茂呂遺跡・栗原遺跡

 4月9日(土)にテニスで利用している都立城北中央公園で行われた茂呂遺跡・栗原遺跡県学会に参加しました。

城北中央公園は南側は石神井川、北側は田柄川に挟まれた台地上にあり、川の水を利用して生活しやすい場所にあり、旧石器・縄文・弥生・古墳・奈良・平安の遺構・遺物が出土しています。


茂呂遺跡は、昭和26年に当時中学生だった瀧澤浩氏が、石神井川流域の独立丘陵オセド山を南北にに貫く栗原新道の切り通しの関東ローム層の断面から黒曜石の石器が露出しているのを発見しました。

群馬県の岩宿遺跡が昭和24年に発見されていますから、2年後のことになります。

茂呂遺跡

 茂呂遺跡から出土した黒曜石

関東ローム層は南関東では上方から立川ローム、武蔵野ローム、下末吉ローム、多摩ロームの順で堆積している。

 立川ロームはV(3)層から](10)層に分離されており、
茂呂遺跡のW(4)層には約2万9千年前〜2万6千年前の鹿児島県姶良(あいら)カルデラが発生源の姶良丹沢パミス(AT)が包含されています。
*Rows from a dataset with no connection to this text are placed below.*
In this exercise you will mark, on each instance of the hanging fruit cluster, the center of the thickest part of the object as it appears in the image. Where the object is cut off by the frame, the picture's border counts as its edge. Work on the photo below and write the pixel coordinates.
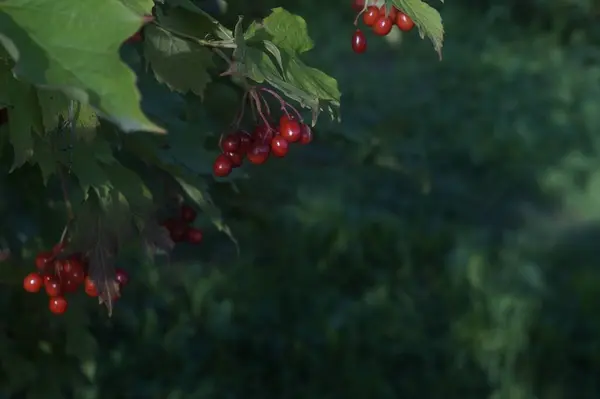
(60, 276)
(380, 19)
(266, 138)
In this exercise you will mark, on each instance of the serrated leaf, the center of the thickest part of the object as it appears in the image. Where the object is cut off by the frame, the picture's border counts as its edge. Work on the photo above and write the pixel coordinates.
(180, 64)
(427, 19)
(51, 43)
(289, 31)
(142, 7)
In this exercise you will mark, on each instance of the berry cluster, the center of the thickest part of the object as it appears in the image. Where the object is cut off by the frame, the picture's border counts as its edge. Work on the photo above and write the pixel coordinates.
(180, 229)
(63, 275)
(379, 19)
(258, 145)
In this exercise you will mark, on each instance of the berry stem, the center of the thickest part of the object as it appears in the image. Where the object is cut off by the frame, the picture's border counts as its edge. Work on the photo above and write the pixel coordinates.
(257, 103)
(284, 104)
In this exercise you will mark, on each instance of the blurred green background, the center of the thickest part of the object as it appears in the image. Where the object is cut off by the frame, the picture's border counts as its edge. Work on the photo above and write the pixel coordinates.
(442, 242)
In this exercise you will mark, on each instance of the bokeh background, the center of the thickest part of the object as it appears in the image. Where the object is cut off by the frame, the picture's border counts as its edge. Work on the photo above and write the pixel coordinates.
(441, 242)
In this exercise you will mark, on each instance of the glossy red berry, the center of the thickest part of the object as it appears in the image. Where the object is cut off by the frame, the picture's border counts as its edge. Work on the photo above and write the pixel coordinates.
(383, 26)
(280, 146)
(121, 276)
(187, 213)
(43, 260)
(33, 282)
(194, 236)
(359, 42)
(90, 288)
(222, 166)
(258, 154)
(231, 143)
(306, 136)
(58, 305)
(53, 287)
(235, 158)
(370, 15)
(289, 129)
(404, 22)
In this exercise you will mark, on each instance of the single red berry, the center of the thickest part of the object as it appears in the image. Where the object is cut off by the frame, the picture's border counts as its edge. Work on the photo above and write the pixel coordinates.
(258, 154)
(43, 260)
(222, 166)
(90, 288)
(72, 269)
(230, 143)
(121, 276)
(371, 15)
(53, 287)
(289, 129)
(178, 230)
(404, 22)
(187, 213)
(359, 42)
(280, 146)
(391, 14)
(245, 142)
(235, 158)
(306, 136)
(33, 282)
(58, 305)
(194, 235)
(383, 26)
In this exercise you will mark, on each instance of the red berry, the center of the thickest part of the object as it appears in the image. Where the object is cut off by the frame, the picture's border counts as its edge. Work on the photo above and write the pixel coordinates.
(58, 305)
(230, 143)
(43, 260)
(194, 236)
(289, 129)
(371, 15)
(222, 166)
(404, 22)
(306, 136)
(188, 214)
(392, 13)
(258, 154)
(235, 158)
(33, 282)
(280, 146)
(121, 276)
(72, 269)
(383, 26)
(359, 42)
(90, 287)
(53, 287)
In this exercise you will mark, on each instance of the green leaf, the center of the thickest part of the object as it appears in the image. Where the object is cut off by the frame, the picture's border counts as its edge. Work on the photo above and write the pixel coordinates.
(289, 31)
(68, 45)
(427, 19)
(180, 64)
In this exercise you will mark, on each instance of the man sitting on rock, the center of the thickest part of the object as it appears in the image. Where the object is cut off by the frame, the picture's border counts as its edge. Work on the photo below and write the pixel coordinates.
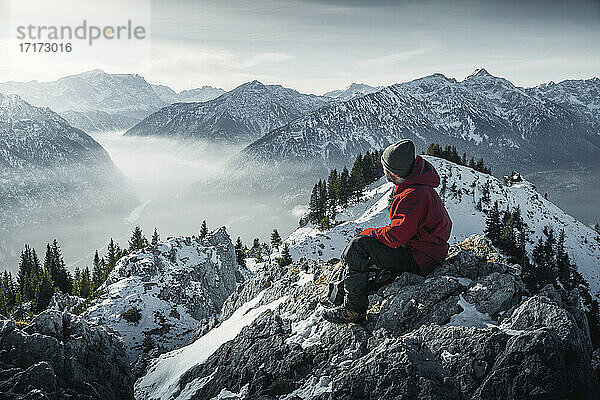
(416, 240)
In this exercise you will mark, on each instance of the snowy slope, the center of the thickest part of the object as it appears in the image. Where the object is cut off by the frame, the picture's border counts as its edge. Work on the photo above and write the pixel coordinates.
(124, 94)
(174, 286)
(50, 169)
(204, 93)
(373, 211)
(162, 378)
(483, 115)
(98, 121)
(241, 115)
(351, 92)
(461, 333)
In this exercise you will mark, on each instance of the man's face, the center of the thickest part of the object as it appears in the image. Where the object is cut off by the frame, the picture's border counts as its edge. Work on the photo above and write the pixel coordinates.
(391, 177)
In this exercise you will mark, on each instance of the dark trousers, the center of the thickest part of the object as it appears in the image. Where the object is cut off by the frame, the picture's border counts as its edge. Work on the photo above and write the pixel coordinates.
(359, 256)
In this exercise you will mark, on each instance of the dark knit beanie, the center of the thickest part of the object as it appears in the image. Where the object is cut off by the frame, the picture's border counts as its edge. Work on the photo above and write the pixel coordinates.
(399, 157)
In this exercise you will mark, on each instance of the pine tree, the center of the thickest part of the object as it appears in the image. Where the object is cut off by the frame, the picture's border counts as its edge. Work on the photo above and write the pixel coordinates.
(155, 238)
(345, 189)
(240, 255)
(19, 312)
(138, 241)
(112, 256)
(85, 284)
(485, 192)
(27, 275)
(313, 204)
(7, 293)
(258, 257)
(443, 188)
(77, 282)
(286, 258)
(563, 264)
(61, 278)
(43, 292)
(275, 239)
(356, 181)
(203, 230)
(324, 223)
(472, 163)
(492, 225)
(332, 194)
(97, 271)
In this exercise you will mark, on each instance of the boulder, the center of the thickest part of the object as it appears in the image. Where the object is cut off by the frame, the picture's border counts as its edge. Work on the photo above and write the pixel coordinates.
(61, 356)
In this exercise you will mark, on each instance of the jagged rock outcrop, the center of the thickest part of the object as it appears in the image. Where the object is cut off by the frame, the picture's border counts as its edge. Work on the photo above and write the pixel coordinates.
(156, 297)
(61, 356)
(464, 332)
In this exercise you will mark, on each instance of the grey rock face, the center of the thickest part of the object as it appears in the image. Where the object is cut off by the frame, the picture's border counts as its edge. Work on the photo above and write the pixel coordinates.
(173, 286)
(464, 332)
(239, 116)
(61, 356)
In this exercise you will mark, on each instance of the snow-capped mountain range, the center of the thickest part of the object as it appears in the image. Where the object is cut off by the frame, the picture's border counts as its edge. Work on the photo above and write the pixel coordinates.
(98, 101)
(123, 94)
(464, 188)
(50, 169)
(483, 115)
(198, 95)
(467, 330)
(351, 92)
(173, 286)
(241, 115)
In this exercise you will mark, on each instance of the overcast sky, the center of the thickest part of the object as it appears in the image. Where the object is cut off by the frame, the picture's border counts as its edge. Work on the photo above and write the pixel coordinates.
(316, 46)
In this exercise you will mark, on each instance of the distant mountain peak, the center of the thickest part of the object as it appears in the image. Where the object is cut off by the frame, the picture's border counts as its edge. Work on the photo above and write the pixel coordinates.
(479, 72)
(93, 72)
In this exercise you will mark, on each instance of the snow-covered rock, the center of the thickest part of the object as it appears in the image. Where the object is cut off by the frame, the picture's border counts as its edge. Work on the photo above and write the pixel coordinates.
(423, 339)
(464, 188)
(485, 116)
(239, 116)
(61, 356)
(353, 91)
(204, 93)
(128, 95)
(48, 169)
(167, 289)
(98, 121)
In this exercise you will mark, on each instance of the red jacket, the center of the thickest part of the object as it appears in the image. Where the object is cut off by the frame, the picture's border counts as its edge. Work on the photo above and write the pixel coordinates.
(418, 218)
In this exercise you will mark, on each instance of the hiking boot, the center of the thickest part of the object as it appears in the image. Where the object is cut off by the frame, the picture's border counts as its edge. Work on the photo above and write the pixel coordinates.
(341, 315)
(335, 295)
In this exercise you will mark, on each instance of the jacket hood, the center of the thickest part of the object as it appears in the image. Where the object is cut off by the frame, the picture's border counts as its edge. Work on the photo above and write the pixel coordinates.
(423, 173)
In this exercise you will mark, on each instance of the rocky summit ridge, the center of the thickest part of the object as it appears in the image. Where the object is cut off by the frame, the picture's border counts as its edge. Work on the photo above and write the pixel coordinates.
(467, 331)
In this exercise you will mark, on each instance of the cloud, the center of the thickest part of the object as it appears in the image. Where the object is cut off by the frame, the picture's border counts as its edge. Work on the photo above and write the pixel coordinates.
(189, 65)
(393, 58)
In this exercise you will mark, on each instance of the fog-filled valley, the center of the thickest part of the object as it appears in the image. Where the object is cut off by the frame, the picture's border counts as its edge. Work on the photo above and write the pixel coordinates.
(159, 173)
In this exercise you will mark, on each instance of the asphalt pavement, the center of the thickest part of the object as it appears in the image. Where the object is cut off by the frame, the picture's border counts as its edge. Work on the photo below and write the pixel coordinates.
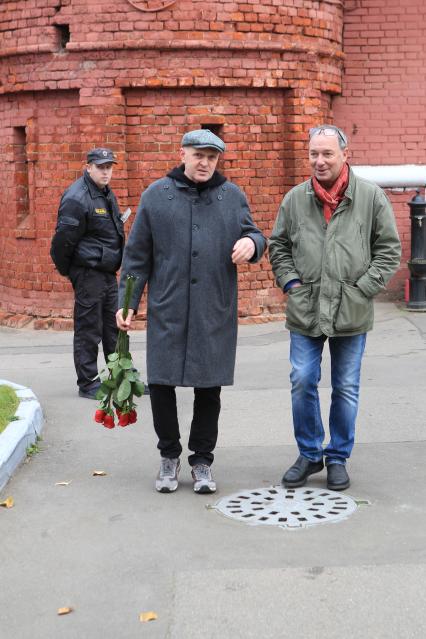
(110, 547)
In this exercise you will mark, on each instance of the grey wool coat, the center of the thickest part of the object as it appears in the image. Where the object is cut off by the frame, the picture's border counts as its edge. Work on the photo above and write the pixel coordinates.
(180, 245)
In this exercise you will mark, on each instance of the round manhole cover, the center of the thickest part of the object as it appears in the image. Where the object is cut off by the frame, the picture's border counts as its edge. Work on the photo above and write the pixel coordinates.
(287, 507)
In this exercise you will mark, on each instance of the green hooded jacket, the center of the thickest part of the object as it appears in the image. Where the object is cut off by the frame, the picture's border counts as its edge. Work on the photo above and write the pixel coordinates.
(342, 265)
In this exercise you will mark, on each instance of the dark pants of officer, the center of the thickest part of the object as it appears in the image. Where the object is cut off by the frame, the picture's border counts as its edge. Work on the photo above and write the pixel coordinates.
(204, 426)
(95, 307)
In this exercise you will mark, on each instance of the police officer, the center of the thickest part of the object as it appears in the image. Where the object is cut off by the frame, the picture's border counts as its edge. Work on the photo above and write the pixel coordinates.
(87, 247)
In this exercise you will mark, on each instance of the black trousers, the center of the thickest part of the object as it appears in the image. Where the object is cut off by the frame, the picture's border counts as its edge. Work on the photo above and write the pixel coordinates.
(94, 321)
(204, 425)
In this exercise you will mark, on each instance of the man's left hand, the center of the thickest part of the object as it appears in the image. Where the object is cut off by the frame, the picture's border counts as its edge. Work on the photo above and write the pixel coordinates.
(243, 250)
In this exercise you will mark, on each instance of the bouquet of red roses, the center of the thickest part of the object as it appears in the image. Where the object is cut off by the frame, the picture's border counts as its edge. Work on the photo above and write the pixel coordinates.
(120, 381)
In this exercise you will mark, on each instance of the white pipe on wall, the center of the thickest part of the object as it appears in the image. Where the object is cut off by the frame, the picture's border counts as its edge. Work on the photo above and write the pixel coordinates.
(396, 176)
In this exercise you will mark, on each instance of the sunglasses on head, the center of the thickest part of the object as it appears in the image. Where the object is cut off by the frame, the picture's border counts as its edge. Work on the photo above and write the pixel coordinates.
(328, 130)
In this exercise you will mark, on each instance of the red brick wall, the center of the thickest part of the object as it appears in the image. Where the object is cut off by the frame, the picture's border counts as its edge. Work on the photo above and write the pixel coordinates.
(383, 101)
(135, 81)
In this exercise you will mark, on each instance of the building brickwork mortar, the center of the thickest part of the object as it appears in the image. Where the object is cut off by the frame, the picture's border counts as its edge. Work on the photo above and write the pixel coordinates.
(130, 75)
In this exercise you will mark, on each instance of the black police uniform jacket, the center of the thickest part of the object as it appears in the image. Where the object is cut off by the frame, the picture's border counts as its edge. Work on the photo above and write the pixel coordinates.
(89, 232)
(181, 244)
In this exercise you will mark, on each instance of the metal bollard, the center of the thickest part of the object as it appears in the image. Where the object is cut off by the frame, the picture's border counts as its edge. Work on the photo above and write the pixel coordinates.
(417, 262)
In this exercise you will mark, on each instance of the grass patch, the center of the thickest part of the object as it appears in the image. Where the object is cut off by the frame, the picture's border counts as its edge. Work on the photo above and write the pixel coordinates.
(9, 403)
(34, 448)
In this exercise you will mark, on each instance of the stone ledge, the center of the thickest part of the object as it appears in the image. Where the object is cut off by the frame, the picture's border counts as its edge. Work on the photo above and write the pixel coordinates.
(20, 434)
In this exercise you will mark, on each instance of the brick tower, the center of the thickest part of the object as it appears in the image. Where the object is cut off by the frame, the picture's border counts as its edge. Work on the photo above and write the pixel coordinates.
(134, 75)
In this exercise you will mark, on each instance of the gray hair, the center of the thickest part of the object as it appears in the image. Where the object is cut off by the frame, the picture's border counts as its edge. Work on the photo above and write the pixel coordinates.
(330, 129)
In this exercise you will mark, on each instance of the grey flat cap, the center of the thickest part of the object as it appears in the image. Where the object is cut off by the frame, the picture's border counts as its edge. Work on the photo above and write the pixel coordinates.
(202, 139)
(101, 156)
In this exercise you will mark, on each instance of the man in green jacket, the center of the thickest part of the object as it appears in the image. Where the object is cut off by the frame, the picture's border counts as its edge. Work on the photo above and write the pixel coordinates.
(334, 246)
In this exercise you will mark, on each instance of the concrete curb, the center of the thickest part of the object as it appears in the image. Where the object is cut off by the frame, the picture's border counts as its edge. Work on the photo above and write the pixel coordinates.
(19, 434)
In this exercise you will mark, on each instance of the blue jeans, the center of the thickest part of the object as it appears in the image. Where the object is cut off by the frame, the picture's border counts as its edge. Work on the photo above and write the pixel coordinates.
(305, 357)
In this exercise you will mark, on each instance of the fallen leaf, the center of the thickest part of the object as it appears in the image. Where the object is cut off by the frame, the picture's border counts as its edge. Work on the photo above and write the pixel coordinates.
(7, 503)
(148, 616)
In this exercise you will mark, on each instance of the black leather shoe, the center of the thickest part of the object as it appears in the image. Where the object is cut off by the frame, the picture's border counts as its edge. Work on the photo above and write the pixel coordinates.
(298, 473)
(337, 477)
(89, 394)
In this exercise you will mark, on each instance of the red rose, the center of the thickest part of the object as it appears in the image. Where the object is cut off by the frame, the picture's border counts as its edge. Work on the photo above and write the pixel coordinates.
(99, 416)
(124, 419)
(109, 421)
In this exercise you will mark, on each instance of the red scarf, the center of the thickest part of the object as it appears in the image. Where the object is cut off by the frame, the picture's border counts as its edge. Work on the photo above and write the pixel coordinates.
(332, 197)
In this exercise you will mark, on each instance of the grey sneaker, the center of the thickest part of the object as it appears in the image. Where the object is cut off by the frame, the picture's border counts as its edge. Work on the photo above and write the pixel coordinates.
(167, 478)
(203, 480)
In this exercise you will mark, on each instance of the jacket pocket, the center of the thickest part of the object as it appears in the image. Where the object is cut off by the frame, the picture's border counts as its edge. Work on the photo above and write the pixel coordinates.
(300, 307)
(355, 309)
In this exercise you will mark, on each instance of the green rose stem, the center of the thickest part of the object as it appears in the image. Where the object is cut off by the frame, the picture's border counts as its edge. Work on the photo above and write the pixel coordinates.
(123, 380)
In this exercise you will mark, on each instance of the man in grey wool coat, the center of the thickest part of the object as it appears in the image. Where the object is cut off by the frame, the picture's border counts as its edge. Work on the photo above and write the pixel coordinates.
(191, 230)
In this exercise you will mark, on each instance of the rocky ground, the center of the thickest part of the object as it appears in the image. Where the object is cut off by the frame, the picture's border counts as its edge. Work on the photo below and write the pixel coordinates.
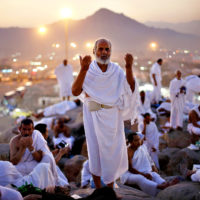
(174, 157)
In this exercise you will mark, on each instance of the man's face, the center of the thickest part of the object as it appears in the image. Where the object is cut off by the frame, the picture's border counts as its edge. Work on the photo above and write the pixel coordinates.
(103, 52)
(147, 119)
(136, 141)
(142, 94)
(26, 130)
(178, 75)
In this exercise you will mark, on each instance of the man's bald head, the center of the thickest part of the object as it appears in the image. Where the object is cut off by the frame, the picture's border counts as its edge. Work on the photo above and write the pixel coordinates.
(99, 41)
(102, 51)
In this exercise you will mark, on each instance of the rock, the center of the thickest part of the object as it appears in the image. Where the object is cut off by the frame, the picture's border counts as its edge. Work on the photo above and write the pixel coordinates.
(4, 152)
(182, 160)
(182, 191)
(72, 168)
(165, 156)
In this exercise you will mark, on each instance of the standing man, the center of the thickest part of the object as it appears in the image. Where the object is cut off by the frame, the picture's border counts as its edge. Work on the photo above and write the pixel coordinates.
(177, 96)
(110, 96)
(64, 75)
(151, 137)
(156, 78)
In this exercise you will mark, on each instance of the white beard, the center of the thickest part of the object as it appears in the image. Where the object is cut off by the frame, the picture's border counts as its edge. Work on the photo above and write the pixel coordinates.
(103, 62)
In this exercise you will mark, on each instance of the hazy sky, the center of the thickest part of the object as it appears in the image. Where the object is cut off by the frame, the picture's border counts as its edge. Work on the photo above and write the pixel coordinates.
(33, 13)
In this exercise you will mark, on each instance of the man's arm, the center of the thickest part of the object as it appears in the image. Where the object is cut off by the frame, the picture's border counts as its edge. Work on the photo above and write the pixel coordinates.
(78, 83)
(154, 79)
(16, 153)
(129, 72)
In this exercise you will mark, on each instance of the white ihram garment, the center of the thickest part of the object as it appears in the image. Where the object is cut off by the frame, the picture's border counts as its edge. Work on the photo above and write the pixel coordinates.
(64, 75)
(177, 103)
(193, 87)
(152, 140)
(142, 162)
(42, 174)
(104, 128)
(59, 108)
(145, 108)
(9, 194)
(191, 128)
(85, 174)
(155, 69)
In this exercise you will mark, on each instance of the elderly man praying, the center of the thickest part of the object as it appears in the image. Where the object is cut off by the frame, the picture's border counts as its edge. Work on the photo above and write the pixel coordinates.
(110, 98)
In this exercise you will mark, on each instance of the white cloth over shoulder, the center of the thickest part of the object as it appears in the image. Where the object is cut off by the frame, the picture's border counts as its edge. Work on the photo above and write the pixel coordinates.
(104, 128)
(9, 194)
(64, 76)
(59, 108)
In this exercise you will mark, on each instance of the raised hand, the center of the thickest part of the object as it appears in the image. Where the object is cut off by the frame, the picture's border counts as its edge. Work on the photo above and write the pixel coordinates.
(85, 62)
(129, 60)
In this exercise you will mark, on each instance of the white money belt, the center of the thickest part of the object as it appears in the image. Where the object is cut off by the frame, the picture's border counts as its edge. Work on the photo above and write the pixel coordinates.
(94, 106)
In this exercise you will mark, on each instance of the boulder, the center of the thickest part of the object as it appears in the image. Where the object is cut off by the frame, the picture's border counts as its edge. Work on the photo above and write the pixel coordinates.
(165, 156)
(181, 191)
(73, 167)
(182, 160)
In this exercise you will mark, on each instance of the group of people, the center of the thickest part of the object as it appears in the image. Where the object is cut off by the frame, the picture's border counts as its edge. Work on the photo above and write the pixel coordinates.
(110, 96)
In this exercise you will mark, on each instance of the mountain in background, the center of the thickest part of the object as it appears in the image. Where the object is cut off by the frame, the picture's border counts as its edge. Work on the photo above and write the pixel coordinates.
(126, 34)
(192, 27)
(以前は約2万5000年前〜2万年と考えられていた。)

茂呂遺跡は姶良丹沢パミス(AT)の上層にあります。

当初は丹沢山地分布していることから丹沢軽石(丹沢パミス)と名付けられ、その後1970年代に姶良カルデラが起源であることがわかり、姶良丹沢パミス(軽石)と呼ばれるようになった。

「茂呂型ナイフ」の名称がつけられ、全国的に知られて編年指標として用いられています。

縦長剥片を素材とし二側縁加工の施されたナイフ型石器。

 黒曜石の産地は神津島の無人島恩馳島(おんばせじま)だと推測されていました。

 




 栗原遺跡は、昭和30年に立教大学が総合運動場を建設する工事中に遺跡が発見されて発掘調査されて、このあたりの旧小字「栗原」が遺跡名になりました。

旧石器、縄文、弥生、古墳時代末〜奈良・平安時代の住居跡が見つかっています。

栗原遺跡
復元された奈良時代の竪穴住居跡(H9号)

昭和31年に東京大学教授藤島亥治郎(がいじろう)教授により設計されました。

柱穴は4か所あり、住居跡は地表から50センチメートルの深さに掘られていました。

炉と竈(かまど)の両方を備えていました。

H8号の住居跡は埋め戻されていました。

4本の主柱はクリ、梁はケヤキが使用されています。